When asked if she thought that motherhood had hindered her career as a musician, Kathy turns philosophical. “I’ve always juggled playing as much as I could with being with my children as much as I could,” she says. “I didn’t want parenting to take the hit. I hauled Jenny around with me pretty much everywhere we went until she was three and a half.
“When my second daughter Riley [with husband Peter Thompson, who she married in 1993] came along, things got a lot more complicated. I don’t think I pursued my career with the tenacity that would have been needed to take my career to ‘the next step.’ But it all feels fine to me. I feel like it went far enough. I’m not a household name, but I got to play all over the world and make a lot of records with a lot of truly wonderful musicians. I think it all worked out okay.”
Kathy is somewhat uncomfortable being called a trailblazer for other women in bluegrass. “In retrospect, I can maybe see a little bit of that,” she says, “but at the time, I was just putting one foot in front of the other. I was increasingly aware that I was doing something that felt uphill, and challenging. I was frustrated with the annoying things I had to deal with, like festival promoters who wouldn’t pay me, because you don’t transact money with women. I had to get one of the male band members go get our pay.”

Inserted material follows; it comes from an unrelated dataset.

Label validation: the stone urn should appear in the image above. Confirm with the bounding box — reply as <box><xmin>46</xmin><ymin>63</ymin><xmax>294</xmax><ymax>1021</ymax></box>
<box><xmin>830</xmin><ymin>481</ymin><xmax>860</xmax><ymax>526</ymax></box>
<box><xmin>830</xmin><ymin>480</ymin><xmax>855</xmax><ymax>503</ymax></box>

But she thinks things are getting better. “Something that’s very dramatic to me,” she says, “is that when I started, the power in bluegrass was held by elderly gentlemen. They were revered and respected. Young people—men or women—were not respected or holding any of the power at that time. Now, I feel that much of the power in bluegrass is held by young women. It’s a complete, radical turnabout. But, still, the wheel of progress moves slowly.
“In recent years I’ve had a lot of women come up to me and tell me how important it was for them to see me doing what I was doing. That means so much, and the fact that some younger women are starting to cover my songs is wonderful for me. When I saw Molly Tuttle sing and play ‘A Broken Tie,’ I cried like a baby. It was ridiculous, but it was so very moving for me. I feel like if that continues, and the songs stay relevant, that’s a wonderful legacy.”